I am confident in saying that because I’ve felt like a broken record giving this advice day after day, week after week, year after year for over twenty years.

Without exception.

It’s really quite simple: “Try”.

And don’t just “sorta try.” Give it a really good try. Follow the advice of your parents and grandparents: Try your best.

There are two possible outcomes from trying.

One is success. Success, particularly in the context of an injury claim, is a beautiful thing.

Has your doctor recommended that you work with a kinesiologist to develop and participate in a stretching and strengthening program? Try it. Try your best at it. In this context, success is achieving a full, or at least more full, recovery.

Has your doctor pulled you away from work? Be assertive with your doctor to please authorize an attempt to return. If authorized, try. Your best. You might surprise even yourself with a fully successful return to work, or at least a partial return.

If that attempt is unsuccessful, try your best to find some other type of work that you might be able to do. And provided you are medically authorized, try your best at it.

Did you enjoy skiing before the crash? Are you uncertain about your ability to handle that activity? If you have any uncertainty at all about whether or not it is medically safe, ask (beg) your doctor for permission. And then try it. Success in this context is returning to an activity that you love.

Always be trying. And trying your best.

You might achieve success. The other possible outcome? Failure. That’s a horrible outcome. But you haven’t sunk any lower.

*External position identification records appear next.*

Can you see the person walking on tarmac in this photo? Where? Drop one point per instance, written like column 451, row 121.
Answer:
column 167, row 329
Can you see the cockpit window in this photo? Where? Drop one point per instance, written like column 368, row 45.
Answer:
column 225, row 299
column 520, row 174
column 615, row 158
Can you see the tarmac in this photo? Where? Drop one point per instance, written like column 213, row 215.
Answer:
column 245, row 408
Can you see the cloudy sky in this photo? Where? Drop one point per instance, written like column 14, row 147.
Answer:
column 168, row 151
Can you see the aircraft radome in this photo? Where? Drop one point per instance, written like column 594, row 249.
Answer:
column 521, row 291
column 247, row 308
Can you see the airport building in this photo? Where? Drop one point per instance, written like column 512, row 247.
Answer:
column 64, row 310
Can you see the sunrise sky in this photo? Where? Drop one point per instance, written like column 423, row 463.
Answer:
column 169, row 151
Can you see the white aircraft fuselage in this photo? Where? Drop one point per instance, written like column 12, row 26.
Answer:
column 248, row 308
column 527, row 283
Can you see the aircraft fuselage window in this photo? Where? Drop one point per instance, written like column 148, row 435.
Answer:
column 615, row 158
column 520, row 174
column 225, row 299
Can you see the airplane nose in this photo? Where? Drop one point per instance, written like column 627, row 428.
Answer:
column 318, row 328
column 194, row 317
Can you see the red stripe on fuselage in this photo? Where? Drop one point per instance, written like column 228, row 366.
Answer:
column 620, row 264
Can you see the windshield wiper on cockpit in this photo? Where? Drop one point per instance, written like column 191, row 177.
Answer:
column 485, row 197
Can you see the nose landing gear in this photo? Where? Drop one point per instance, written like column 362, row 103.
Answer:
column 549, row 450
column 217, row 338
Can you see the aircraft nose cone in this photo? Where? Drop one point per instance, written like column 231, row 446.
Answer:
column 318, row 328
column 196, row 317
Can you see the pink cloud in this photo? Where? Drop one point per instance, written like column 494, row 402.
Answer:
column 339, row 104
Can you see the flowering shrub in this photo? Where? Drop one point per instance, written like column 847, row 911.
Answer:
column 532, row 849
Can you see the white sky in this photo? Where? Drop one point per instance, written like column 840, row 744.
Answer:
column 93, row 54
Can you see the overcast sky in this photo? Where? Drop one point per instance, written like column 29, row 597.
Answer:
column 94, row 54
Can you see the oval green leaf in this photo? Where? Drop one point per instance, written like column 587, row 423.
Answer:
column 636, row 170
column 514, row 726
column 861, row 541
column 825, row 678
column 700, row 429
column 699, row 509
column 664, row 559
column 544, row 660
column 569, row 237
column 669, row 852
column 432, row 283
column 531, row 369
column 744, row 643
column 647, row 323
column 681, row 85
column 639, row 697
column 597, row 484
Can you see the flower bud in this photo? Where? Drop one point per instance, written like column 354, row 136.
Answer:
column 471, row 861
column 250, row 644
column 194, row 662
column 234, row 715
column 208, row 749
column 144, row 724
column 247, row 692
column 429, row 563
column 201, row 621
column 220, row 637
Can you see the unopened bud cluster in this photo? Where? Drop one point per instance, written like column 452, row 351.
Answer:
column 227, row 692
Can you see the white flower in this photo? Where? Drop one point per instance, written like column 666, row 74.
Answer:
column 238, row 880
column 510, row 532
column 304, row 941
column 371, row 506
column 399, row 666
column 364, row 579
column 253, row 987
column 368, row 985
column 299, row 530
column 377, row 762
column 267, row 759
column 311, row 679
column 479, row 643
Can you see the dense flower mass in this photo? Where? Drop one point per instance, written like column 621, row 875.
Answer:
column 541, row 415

Think of it like starting at the base of a ladder. You try to climb. Failure doesn’t put you into a hole, it just leaves you standing on the floor where you started.

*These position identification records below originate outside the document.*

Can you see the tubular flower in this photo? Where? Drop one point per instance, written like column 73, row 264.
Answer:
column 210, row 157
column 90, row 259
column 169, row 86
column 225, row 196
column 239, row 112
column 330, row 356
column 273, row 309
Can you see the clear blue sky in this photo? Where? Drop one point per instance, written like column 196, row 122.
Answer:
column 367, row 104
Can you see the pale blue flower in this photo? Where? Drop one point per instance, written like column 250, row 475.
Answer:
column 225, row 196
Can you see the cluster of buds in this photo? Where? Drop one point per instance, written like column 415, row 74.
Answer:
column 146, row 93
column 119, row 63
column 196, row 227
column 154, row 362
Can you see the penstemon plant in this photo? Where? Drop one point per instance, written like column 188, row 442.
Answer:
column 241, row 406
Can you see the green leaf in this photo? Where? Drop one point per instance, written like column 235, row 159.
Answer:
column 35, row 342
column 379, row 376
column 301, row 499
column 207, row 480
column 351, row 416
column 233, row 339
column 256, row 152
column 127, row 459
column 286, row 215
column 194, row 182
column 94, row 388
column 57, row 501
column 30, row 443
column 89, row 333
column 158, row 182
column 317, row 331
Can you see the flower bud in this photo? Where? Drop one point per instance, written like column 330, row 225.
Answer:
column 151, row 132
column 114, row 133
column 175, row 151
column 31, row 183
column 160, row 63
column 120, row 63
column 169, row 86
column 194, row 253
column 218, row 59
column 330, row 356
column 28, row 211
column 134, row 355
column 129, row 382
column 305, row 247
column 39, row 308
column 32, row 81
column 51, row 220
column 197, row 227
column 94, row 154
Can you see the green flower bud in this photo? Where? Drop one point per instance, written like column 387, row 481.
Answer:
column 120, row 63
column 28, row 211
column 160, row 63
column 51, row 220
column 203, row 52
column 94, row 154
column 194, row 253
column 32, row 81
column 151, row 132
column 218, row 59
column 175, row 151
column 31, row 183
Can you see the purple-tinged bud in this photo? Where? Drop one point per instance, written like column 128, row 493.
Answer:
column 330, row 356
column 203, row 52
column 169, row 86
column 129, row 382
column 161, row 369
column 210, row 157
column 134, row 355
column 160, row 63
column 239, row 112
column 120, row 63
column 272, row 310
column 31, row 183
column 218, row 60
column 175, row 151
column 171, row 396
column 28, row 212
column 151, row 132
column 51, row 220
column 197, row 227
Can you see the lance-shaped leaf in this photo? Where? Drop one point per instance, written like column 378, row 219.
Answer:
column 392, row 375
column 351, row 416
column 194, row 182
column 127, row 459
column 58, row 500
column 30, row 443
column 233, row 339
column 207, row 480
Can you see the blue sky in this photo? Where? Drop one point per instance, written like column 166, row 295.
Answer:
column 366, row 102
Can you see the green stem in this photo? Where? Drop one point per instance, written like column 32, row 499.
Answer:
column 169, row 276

And if you make it part way up the ladder, you’re much better off than had you not tried.

By trying, you achieve the very best outcomes: You achieve as full a recovery as possible; lose as small an amount of income as possible; and return as fully as possible to the life you enjoyed before the crash.

But I promised you legal advice. So far, I’ve simply given you common sense.

That common sense advice will keep your losses to a minimum.

Hey! Wait a minute! Doesn’t smaller losses mean a smaller claim? Yes.

What kind of ridiculous legal advice is that!?

Not one of my clients has ever walked out of my office with a big cheque saying: “I’m just so grateful that I suffered all those losses.”

Further, my percentage fees, which are deducted from the settlement, mean that the bigger the cheque the greater the deficit they are left with.

The only one benefiting from a larger claim is the personal injury lawyer.

This might, still, seem more like “apple pie and motherhood” than legal advice. In this case though, as in many, the two are directly aligned.

The law requires you to make your losses as small as reasonably possible. In legal terms, that’s called “mitigation.” Failure to do so will give ICBC a strong legal argument that your claim should be slashed.

The law also requires you to prove your losses. How can you possibly prove that you can’t return to skiing if you haven’t even tried? How can you prove the extent your income earning capacity has been impacted if you haven’t tried your best to get back into the work force as fully as possible?

And the law relies on common sense. How hurt could you be if you haven’t tried your best to get better? How much did you really enjoy playing golf if you haven’t stepped foot on a golf course?

It can be hard. Really hard. Before the crash, you were able to do things without a second thought. Now, you struggle through pain.

Pain and functional limitations often lead to psychological impacts like a depressed mood, lower energy and lower motivation.

The law doesn’t expect you to be superman or superwoman. It expects you to try your best, whatever that means in your particular circumstances.